Une Calédonie très productrice de courts-métrages de fiction, une Polynésie tournée vers le documentaire. C’est le tableau qui se dessine lorsqu’on compare les deux pays, entre lesquels les échanges en matière audiovisuelle sont nombreux.

Creative.tv-en-Nouvelle-Calédonie.-Du-caillou-au-fenuaSamedi après-midi, à La Foa, le cinéma polynésien était à l’honneur, à plus d’un titre. Au large d’une vie, présenté comme le premier court-métrage 100 % polynésien (voir encadré), a été projeté, avant une rencontre avec Claire Schwob, sa réalisatrice, et Christine Tisseau-Giraudel, productrice, également à l’origine du festival tahitien Courts des îles.
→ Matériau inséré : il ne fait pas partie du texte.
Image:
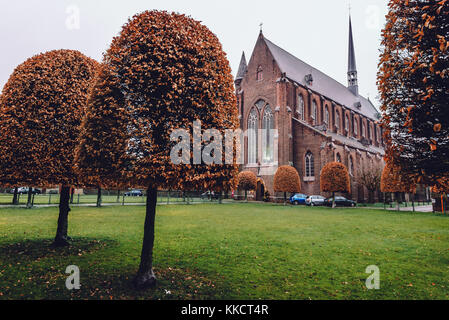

En Polynésie française, c’est la production documentaire qui domine. « C’est un vrai succès », constate Christine Tisseau-Giraudel. Le rôle joué par le Fifo (Festival international du film océanien, créé en 2004, qui se concentre sur les documentaires) est central. « On est partis de zéro documentaire il y a dix ans à une trentaine de productions locales par an, dont une dizaine de gros projets », souligne la productrice.

Emulation.
Côté calédonien, le constat est semblable : le Festival du cinéma de La Foa joue un rôle fondamental et explique l’importance, chez nous, de la fiction. « On a la chance d’avoir une production de fiction assez fournie grâce, je crois, au festival », pose Hélène Singer, déléguée générale adjointe. Elle met en avant deux points pour lesquels l’événement annuel a un impact : « l’émulation » et « le fait d’avoir une deadline », qui pousse les créateurs à faire aboutir leur projet.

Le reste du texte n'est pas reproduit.